CVE Alert: CVE-2025-11350 – Campcodes – Online Apartment Visitor Management System
CVE-2025-11350
A security flaw has been discovered in Campcodes Online Apartment Visitor Management System 1.0. The affected element is an unknown function of the file /bwdates-reports-details.php. The manipulation of the argument fromdate/todate results in sql injection. The attack may be launched remotely. The exploit has been released to the public and may be exploited.
AI Summary Analysis
Risk verdict
High risk: public exploit available and remote access without authentication makes rapid exploitation plausible.
Why this matters
The flaw enables SQL injection via a visible endpoint, potentially exposing or tampering visitor data and related records. With no user interaction required, an attacker could exfiltrate sensitive information or alter reports, threatening confidentiality and integrity of property management data and undermining business operations.
Most likely attack path
An attacker uses fromdate/todate inputs to trigger an injection in bwdates-reports-details.php. Given AV:N, AC:L, PR:N, UI:N, the attempt requires no credentials or user action and can succeed over the network. Exploitation could yield data leakage (C) and potential data modification (I) with low to moderate impact per CVSS, enabling further reconnaissance or partial disruption but limited by scope and permissions of the database user.
Who is most exposed
Sites running Campcodes Online Apartment Visitor Management System 1.0 with publicly accessible PHP endpoints are at risk, typical of small-to-mid-sized property management deployments hosted on shared or cloud web servers.
Detection ideas
- Web server/app logs show repeated requests to bwdates-reports-details.php with manipulated fromdate/todate parameters.

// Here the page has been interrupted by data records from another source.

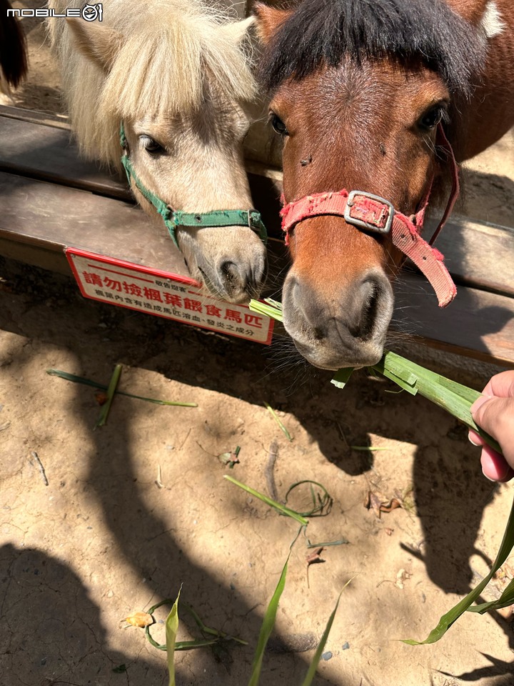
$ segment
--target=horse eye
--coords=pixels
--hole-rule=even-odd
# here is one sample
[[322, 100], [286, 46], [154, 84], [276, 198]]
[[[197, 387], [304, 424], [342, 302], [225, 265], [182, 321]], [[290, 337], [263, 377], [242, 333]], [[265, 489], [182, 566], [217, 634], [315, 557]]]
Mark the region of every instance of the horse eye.
[[439, 124], [443, 115], [444, 109], [440, 105], [438, 105], [437, 107], [432, 107], [419, 120], [419, 126], [426, 131], [430, 131]]
[[164, 152], [164, 148], [161, 144], [158, 143], [157, 141], [154, 141], [150, 136], [140, 136], [139, 140], [141, 141], [143, 147], [146, 152], [150, 153], [150, 154], [155, 155], [159, 152]]
[[286, 124], [282, 119], [278, 116], [275, 112], [270, 112], [270, 121], [275, 131], [281, 136], [288, 136], [289, 131], [287, 130]]

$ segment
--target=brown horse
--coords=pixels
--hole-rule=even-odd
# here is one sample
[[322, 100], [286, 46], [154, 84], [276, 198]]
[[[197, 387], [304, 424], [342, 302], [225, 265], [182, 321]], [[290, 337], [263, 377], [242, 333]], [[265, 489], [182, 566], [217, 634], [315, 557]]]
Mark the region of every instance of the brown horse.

- SQL error messages or anomalies in responses indicating injection attempts (tautologies, UNION SELECT patterns).
- Unusual data retrieval patterns or spikes in DB query latency tied to the vulnerable endpoint.
- IDS/WAF alerts for SQLi signatures targeting PHP-based endpoints.
Mitigation and prioritisation
- Apply vendor patch or upgrade to fixed version as soon as available; if unavailable, implement strict input validation and parameterised queries at the application layer.
- Refactor the endpoint to use prepared statements; enforce least-privilege database accounts.
- Disable or temporarily restrict access to the vulnerable endpoint until patched; implement WAF rules to block SQLi patterns.
- Run targeted tests in a staging environment before redeploy; ensure comprehensive logging and alerting for future injections.
- If KEV/EPSS indicators become available (high), elevate to priority 1.